There are four inputs required for IntGenicPlot in IntAssoPlot, namely transcript, genome annotation file, GWAS result, and genotype file. For IntRegionalPlot, the chromosome, left border (start position), right border (end position), genome annotation file, GWAS result, and genotype file are required. The main panel of IntAssoPlot contains three layers and connecting lines. The upper layer shows P-values for association on the -log10 scale in the vertical axis. The middle layer presents the chromosomal position along the horizontal axis with the gene structure while the lower layer shows the LD matrix.
Results and Discussion
IntAssoPlot Workflow
R (The Comprehensive R Archive Network2) and RStudio (an integrated development environment for R3) should be downloaded and installed on the computer system. Currently, IntAssoPlot is hosted on GitHub.

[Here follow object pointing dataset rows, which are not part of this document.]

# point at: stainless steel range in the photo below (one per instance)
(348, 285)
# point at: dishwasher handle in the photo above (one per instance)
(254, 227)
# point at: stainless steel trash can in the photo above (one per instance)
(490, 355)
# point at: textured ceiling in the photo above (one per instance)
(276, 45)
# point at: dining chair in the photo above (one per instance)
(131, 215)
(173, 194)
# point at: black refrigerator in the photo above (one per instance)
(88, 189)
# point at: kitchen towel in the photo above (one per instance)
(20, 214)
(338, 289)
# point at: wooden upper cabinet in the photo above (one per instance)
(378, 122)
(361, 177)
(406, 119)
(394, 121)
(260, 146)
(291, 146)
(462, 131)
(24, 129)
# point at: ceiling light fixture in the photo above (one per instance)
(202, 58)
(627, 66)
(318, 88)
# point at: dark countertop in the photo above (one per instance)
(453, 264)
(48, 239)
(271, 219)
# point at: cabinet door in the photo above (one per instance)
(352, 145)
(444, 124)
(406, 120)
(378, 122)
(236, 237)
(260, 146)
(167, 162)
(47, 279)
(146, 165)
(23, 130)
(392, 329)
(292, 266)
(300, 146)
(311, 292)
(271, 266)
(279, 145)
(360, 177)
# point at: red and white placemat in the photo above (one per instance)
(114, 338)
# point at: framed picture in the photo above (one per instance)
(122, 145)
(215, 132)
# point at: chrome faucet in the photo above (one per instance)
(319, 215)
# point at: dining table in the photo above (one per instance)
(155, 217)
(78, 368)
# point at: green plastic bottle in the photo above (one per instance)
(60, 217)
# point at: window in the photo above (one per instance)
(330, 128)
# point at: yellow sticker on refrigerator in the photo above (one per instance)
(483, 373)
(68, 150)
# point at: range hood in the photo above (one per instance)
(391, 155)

To download and build IntAssoPlot from GitHub, an R package devtools is required. Importantly, IntAssoPlot also imports some other R packages. When launching R, the depended packages, devtools, and IntAssoPlot can be installed using the following commands in R environment:
> install.packages(c(“devtools”,“ggplot2”,“ggrepel”,“reshape2”, “BiocManager”))
> BiocManager:install(c(“SNPRelate”,“gdsfmt”))
> devtools:install_github(“whweve/IntAssoPlot”,build = TRUE,build_opts = c(“–no-resave-data”, “–no-manual”))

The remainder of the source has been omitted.